Hi, I am looking for examples of constructing informative priors for the parameters (nugget, sill, range) of a Gaussian process from published models of the process of interest, i.e. a meta-analysis. Does anyone know of any examples/references? Two of the issues I foresee are:

For my process, GP/kriging parameters are (sadly) typically reported using point estimates without any uncertainty quantification. But I would prefer to weight different estimates anyway using the available information, such as survey area size, number of samples, sampling design, etc.

Different studies use different GP kernels (spherical, quad exp, etc.) but I’d prefer to stick to one kernel for my model. Is there a notion of translating/projecting parameters from one kernel to another?

It’s difficult to know exactly the gaussian process connects to the meta-analysis you mention, but in general terms here’s a few comments:

If you don’t have any uncertainty for the parameters but do have sample sizes for each study, the simplest way to factor uncertainty into the prior knowledge of parameter values may be to approximate them by a normal where the variance is related to that size (although presumably the parameter is not measured directly, and therefore its variance could not be calculated directly, at least it would be to some extent proportional to the sample size). Of course several assumptions go into that, but your prior is your starting point, so if you don’t know a lot it’s still better than nothing.

Not that I know of, at least not as a general procedure (but I may just now know about it). If you are using parameters from a kernel (1) but want to use a different kernel (2), maybe what you want to conserve is the general shape of 1 (although in that case you may just be mimicking the original kernel instead of using 2).
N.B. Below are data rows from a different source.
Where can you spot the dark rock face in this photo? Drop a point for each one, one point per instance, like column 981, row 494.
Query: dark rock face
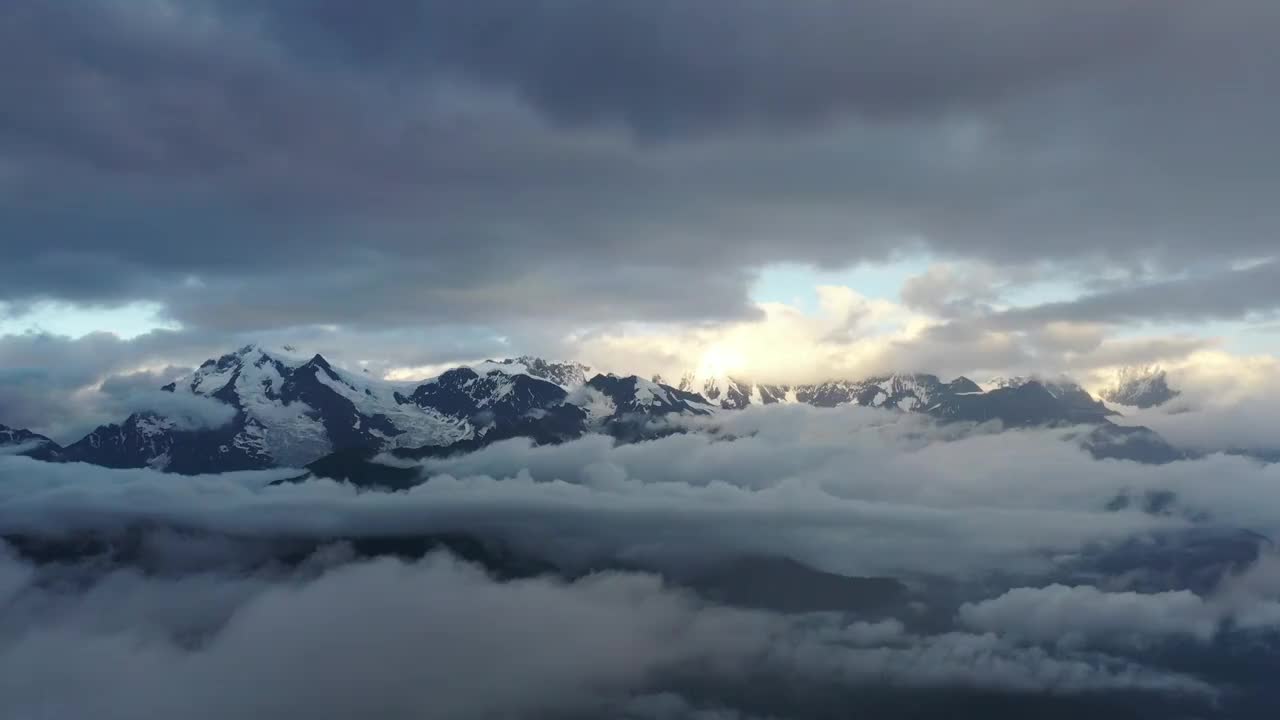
column 149, row 441
column 28, row 445
column 1031, row 404
column 494, row 399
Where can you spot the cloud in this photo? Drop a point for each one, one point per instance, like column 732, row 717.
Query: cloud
column 443, row 638
column 997, row 565
column 1075, row 614
column 649, row 185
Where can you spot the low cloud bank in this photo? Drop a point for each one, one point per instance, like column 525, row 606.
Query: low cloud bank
column 1032, row 568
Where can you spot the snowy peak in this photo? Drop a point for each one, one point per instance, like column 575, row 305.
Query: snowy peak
column 639, row 396
column 1139, row 387
column 726, row 392
column 16, row 441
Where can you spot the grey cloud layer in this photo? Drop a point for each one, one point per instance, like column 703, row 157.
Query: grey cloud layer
column 846, row 490
column 263, row 165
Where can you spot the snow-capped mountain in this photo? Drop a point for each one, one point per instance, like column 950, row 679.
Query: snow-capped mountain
column 291, row 410
column 1139, row 387
column 14, row 441
column 565, row 374
column 275, row 408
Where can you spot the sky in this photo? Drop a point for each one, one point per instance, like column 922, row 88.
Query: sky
column 781, row 191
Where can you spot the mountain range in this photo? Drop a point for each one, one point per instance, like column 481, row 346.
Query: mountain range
column 274, row 408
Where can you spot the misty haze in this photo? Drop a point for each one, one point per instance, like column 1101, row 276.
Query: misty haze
column 643, row 360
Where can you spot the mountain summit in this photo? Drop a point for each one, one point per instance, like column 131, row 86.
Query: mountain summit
column 278, row 408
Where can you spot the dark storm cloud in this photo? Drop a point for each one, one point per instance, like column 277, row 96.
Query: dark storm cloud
column 672, row 67
column 257, row 165
column 1200, row 296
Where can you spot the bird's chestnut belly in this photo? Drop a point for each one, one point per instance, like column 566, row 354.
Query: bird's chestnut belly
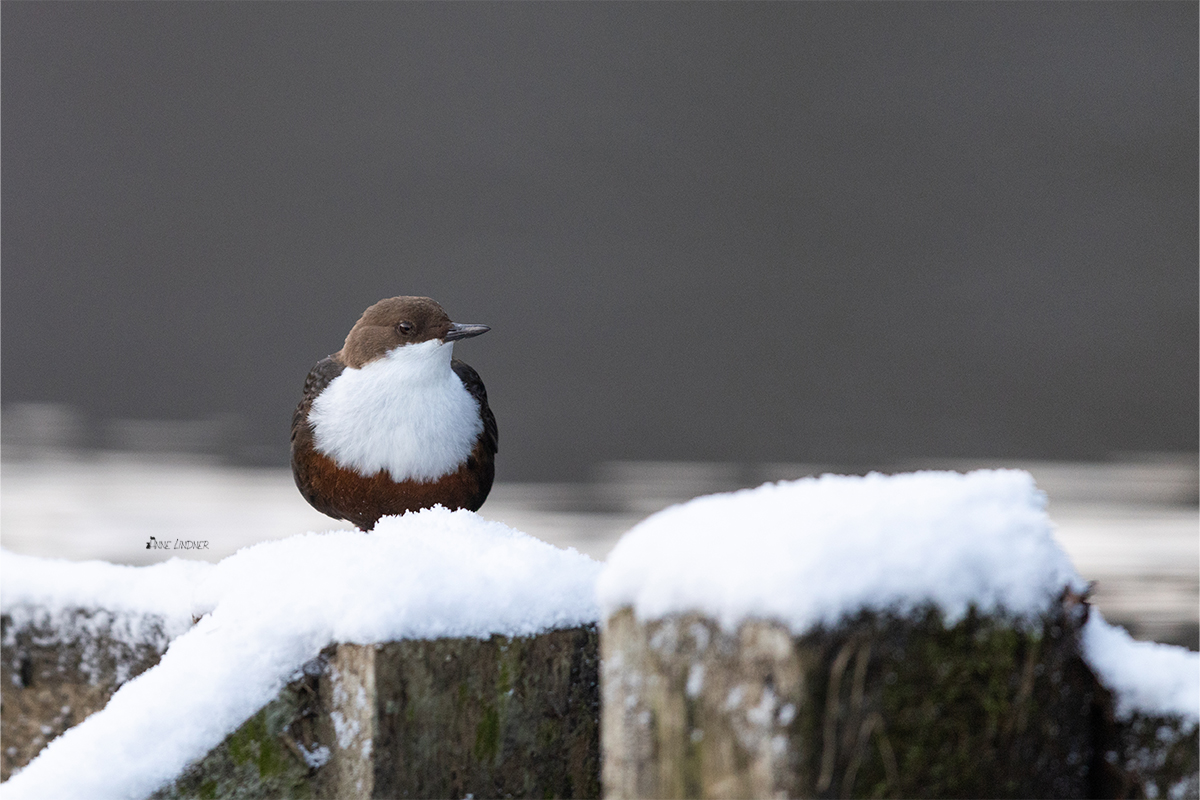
column 363, row 500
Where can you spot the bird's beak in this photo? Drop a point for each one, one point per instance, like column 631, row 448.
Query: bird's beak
column 463, row 331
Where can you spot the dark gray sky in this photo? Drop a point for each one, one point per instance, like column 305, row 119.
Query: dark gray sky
column 779, row 232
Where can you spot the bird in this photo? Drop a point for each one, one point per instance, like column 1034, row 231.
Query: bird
column 393, row 422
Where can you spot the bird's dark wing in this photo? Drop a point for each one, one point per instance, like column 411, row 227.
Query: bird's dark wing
column 315, row 384
column 474, row 385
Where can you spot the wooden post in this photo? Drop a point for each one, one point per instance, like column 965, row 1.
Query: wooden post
column 58, row 669
column 879, row 705
column 417, row 719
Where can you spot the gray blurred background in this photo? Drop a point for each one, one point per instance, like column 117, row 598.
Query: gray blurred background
column 717, row 244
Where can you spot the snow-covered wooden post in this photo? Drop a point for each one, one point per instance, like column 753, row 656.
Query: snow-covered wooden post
column 917, row 635
column 441, row 655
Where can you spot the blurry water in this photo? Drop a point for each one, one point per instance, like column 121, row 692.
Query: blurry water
column 1133, row 525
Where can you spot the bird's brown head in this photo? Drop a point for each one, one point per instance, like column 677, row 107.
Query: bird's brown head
column 397, row 322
It could make sense to use the general shape of a kernel as prior to another one (if possible), how to do it may be a matter of trial, of inferring the best parameters of 2 given those of 1, or they could be a clever way of finding them without that.

All in all, if you have a model but you don’t have good prior information, just go ahead and try it with “bad” priors and see how it does. That’s kind of the point. If you still can’t get reasonable results, then maybe it’s the time to invest in finding better information to set up better priors.